We now have ~100k files about 100TB waiting for migration frequently. Often, a tape gets full and there are still files in the waiting queue. When the new full tape is unloaded and removed from the drive, the file number of the corresponding tape pool is changed to zero, and then increased back to its original value. Meanwhile, the oldest age from cta-admin sq changed to 0 or a much smaller value.
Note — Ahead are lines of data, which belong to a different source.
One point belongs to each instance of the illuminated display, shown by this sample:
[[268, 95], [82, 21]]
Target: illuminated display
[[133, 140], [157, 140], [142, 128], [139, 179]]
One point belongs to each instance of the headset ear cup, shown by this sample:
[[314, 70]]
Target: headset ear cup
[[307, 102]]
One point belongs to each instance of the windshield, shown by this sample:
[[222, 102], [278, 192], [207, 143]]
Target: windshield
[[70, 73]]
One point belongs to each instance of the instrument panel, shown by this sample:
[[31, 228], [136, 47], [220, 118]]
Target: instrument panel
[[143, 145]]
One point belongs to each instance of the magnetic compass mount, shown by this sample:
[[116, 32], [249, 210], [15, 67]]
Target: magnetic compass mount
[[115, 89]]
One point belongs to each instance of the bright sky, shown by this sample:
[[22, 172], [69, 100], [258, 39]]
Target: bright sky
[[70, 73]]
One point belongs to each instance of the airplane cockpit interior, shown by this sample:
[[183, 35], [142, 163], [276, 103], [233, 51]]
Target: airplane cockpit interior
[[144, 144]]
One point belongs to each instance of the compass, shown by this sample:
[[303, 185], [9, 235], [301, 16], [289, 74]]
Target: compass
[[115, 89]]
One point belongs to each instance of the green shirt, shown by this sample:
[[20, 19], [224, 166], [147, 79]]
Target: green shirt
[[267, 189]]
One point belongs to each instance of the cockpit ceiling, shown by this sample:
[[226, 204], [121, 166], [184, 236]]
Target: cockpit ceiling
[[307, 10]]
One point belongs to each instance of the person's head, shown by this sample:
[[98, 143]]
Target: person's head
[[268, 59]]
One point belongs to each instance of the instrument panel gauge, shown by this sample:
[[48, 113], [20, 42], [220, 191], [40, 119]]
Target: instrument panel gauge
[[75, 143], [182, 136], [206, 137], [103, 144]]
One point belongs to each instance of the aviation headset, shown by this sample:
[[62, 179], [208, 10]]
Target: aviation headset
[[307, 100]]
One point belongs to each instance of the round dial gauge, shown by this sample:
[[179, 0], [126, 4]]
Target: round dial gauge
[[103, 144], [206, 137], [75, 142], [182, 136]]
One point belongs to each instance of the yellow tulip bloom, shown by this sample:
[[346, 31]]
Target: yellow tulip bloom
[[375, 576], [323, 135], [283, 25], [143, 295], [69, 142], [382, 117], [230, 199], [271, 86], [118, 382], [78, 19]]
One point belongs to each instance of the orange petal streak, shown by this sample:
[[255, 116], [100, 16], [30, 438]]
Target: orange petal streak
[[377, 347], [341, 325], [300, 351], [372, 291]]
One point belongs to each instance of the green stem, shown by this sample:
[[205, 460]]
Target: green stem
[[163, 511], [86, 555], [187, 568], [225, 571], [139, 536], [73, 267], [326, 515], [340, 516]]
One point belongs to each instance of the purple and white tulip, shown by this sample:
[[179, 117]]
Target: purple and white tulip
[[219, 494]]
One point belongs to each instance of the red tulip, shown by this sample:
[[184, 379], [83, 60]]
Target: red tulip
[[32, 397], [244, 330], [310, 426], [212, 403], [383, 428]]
Showed as follows,

Has anyone had such problems?

Here is another case.

Hello biyujiang,
we have effectively seen this issue in production as well beginning of June 2022.
1 full Archiving tape was consuming the full archive queue and requeuing everything.
The observable result was that all the tapes were dismounted and the full archive queue reinjected later → oldest ages back to 0 and then everything was remounted again.
This bug has been fixed in cta v4.7.5-1.

Here is its entry in the CTA Release notes:

- cta/CTA#1225 - Fix bug causing tapeserver to sometimes pop the entire archive queue at the end of the mount

You should upgrade to at least CTA 4.7.5-1 to get this fixed.

Good and thanks for the explanation. We didn’t notice the message before. So we will upgrade to a higher version when we are ready.

We identified this bug in our standard stress test since 4.7.1-1, but identifying the exact reason was much more challenging…

We need to find a way to clearly communicate this kind of bugs to the community.

This archive queue bug is present in CTA versions between 4.7.0-1 and 4.7.4-x: fixed in 4.7.5-1.

Great. After upgrading to 4.7.7, this bug disappeared. Perhaps some more obvious upgrading suggestion notices in the release notes would be better.